‘Higher than the Himalayas’
Nawaz Sharif chose China as his first foreign destination after becoming Prime Minister. During the visit, his discussions with the Chinese leadership revolved around energy, trade investment, infrastructure, bilateral cooperation and terrorism. Chinese cooperation with Pakistan has reached new economic high points, with substantial Chinese investment in Pakistani infrastructural expansion. Both countries have an ongoing free trade agreement. In the earlier days, when China was more or less isolated from the rest of the world, Pakistan served as its main bridge to Muslim countries and also played an important role in closing the gap with the West by facilitating the 1972 Nixon visit to China.
This time around, during Nawaz Sharif’s visit, the two countries signed eight Memoranda of Understanding and agreements including the Pakistan-China Economic Corridor accord to strengthen bilateral economic cooperation. The agreement to build a trade link connecting Gwadar’s deep sea port with Kashgar further steps up bilateral economic cooperation. It is hoped that the corridor will become a very important economic and energy hub and perhaps even a ‘game changer’ in the region. It is good that both countries are looking to deepening their mutually beneficial economic cooperation with a new vigour and Nawaz Sharif’s visit is a reflection of the deep-rooted relationship between Pakistan and China. Both sides have reiterated their desire to continue to deepen their strategic partnership and their relations have become even more significant considering the 2014 NATO withdrawal from Afghanistan.
It is time that the so-called all-weather, ‘higher than the Himalayas’ friendship between Pakistan and China became a hard economic reality now and went beyond the mere signing of MoUs. For the most part, Pak-China interaction is presently limited to mostly inter-government contacts. People to people contacts are few and far between and play a scant role in strengthening bilateral relations. A sustained relationship would need understanding of each other’s culture, language, ways of life, regular people to people contact, interaction between media and joint participation in creative arts like cinema and music, etc. Exchange of students, tourism and visits of cultural troupes keep mutual ties refreshed. Collaboration at the think tanks level helps in correcting any distortion in perceptions. An important milestone was achieved earlier when Pakistan handed over management of the Gwadar deep sea port to China. The port has important geostrategic and political implications and interests in the region: it will connect China to the Arabian Sea and to the Strait of Hormuz, an important gateway for a third of the world’s oil. If used as a Chinese naval base, the port will have new implications.

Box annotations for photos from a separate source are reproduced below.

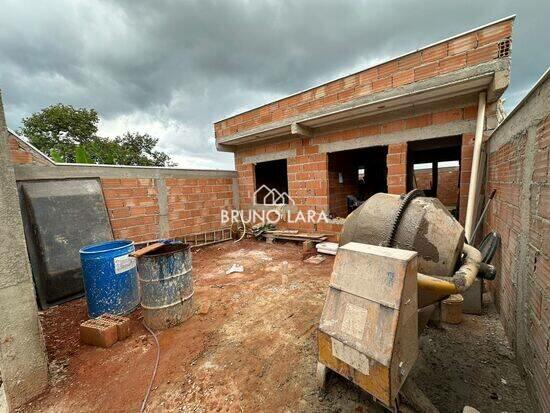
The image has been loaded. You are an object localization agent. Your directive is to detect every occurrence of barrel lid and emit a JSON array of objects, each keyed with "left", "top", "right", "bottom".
[{"left": 80, "top": 239, "right": 134, "bottom": 254}]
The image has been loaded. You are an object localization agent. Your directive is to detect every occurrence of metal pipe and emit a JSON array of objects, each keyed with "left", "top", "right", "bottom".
[
  {"left": 464, "top": 92, "right": 487, "bottom": 238},
  {"left": 417, "top": 244, "right": 481, "bottom": 295}
]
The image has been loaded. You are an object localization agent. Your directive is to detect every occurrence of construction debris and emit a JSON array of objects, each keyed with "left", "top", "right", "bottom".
[
  {"left": 315, "top": 241, "right": 338, "bottom": 255},
  {"left": 304, "top": 254, "right": 327, "bottom": 264},
  {"left": 263, "top": 232, "right": 327, "bottom": 244}
]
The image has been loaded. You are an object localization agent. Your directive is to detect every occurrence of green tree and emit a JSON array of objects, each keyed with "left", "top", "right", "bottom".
[
  {"left": 19, "top": 103, "right": 176, "bottom": 166},
  {"left": 20, "top": 103, "right": 99, "bottom": 162}
]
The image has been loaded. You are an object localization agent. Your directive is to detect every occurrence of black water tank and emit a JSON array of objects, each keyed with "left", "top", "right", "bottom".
[{"left": 19, "top": 179, "right": 113, "bottom": 309}]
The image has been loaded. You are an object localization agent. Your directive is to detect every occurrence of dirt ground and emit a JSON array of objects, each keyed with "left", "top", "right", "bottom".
[{"left": 22, "top": 240, "right": 531, "bottom": 413}]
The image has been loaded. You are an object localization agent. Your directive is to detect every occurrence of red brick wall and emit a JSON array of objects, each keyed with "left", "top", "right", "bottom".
[
  {"left": 101, "top": 177, "right": 233, "bottom": 241},
  {"left": 485, "top": 116, "right": 550, "bottom": 411},
  {"left": 235, "top": 106, "right": 477, "bottom": 231},
  {"left": 101, "top": 178, "right": 161, "bottom": 241},
  {"left": 214, "top": 20, "right": 512, "bottom": 138},
  {"left": 166, "top": 178, "right": 233, "bottom": 237},
  {"left": 329, "top": 159, "right": 358, "bottom": 217},
  {"left": 414, "top": 166, "right": 459, "bottom": 206}
]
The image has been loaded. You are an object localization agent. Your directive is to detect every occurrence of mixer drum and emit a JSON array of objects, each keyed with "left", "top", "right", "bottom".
[{"left": 340, "top": 193, "right": 464, "bottom": 276}]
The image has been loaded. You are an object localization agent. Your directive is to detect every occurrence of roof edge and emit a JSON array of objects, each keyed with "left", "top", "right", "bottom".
[
  {"left": 8, "top": 128, "right": 56, "bottom": 165},
  {"left": 491, "top": 66, "right": 550, "bottom": 136},
  {"left": 214, "top": 14, "right": 516, "bottom": 125}
]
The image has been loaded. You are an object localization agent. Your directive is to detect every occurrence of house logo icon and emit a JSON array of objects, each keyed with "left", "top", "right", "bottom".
[{"left": 252, "top": 185, "right": 295, "bottom": 206}]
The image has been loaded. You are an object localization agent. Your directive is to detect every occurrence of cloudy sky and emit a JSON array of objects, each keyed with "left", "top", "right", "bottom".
[{"left": 0, "top": 0, "right": 550, "bottom": 169}]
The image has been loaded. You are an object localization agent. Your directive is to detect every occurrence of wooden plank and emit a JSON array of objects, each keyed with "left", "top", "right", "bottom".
[
  {"left": 264, "top": 234, "right": 327, "bottom": 242},
  {"left": 317, "top": 331, "right": 391, "bottom": 407},
  {"left": 129, "top": 242, "right": 165, "bottom": 258}
]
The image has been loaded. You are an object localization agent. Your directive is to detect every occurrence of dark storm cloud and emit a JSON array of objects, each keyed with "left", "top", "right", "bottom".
[{"left": 0, "top": 0, "right": 550, "bottom": 167}]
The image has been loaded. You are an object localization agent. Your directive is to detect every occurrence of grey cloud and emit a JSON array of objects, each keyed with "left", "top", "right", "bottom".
[{"left": 0, "top": 0, "right": 550, "bottom": 168}]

China-Pakistan relations began in 1950 when Pakistan was among the first countries to recognize the PRC. Since then, both countries have placed considerable importance on their extremely close and supportive relationship. The two countries have regularly exchanged high-level visits resulting in a variety of agreements. China has provided economic, military and technical assistance to Pakistan and each considers the other a close strategic ally. Bilateral relations have evolved from an initial Chinese policy of neutrality to a partnership that links a smaller but militarily powerful Pakistan, partially dependent on China for its economic and military strength, with China attempting to balance competing interests in the region. Chinese military assistance to Pakistan began in 1966 while a strategic alliance was formed in 1972 and economic co-operation between both countries began in 1979. China has become Pakistan’s largest supplier of arms and its third-largest trading partner.
It is very reassuring that China wants to see Pakistan as a prosperous and developed country and regards its problems sympathetically. Bureaucratic red tape and inefficient handling stand in the way of speedy execution of MoUs signed between the two countries. China is Pakistan’s largest trade partner at the bilateral level. However, Pak-China bilateral trade suffers from an imbalance and needs to review its policies to correct this imbalance. Pakistani consumers often complain about the low quality and short life of Chinese goods. The energy crisis makes the situation worse. Ways and means need to be found to provide an enabling environment for Chinese investors.
Keeping in view Pakistan’s huge untapped potential in wind and solar means of electricity, Chinese investors should be encouraged and facilitated to participate in related energy projects. China is the only country that has been persistently helping Pakistan in the nuclear domain of power generation. This cooperation needs to be carried further and transfer of technology may be sought so that Pakistan could manufacture nuclear power reactors. China has all along been a reliable supplier of military hardware and technology related know-how. Keeping in view the strings attached to the supply of military hardware by America and other Western countries, Pakistan should further build on this relationship and diversify its critical dependencies by initiating new projects with China.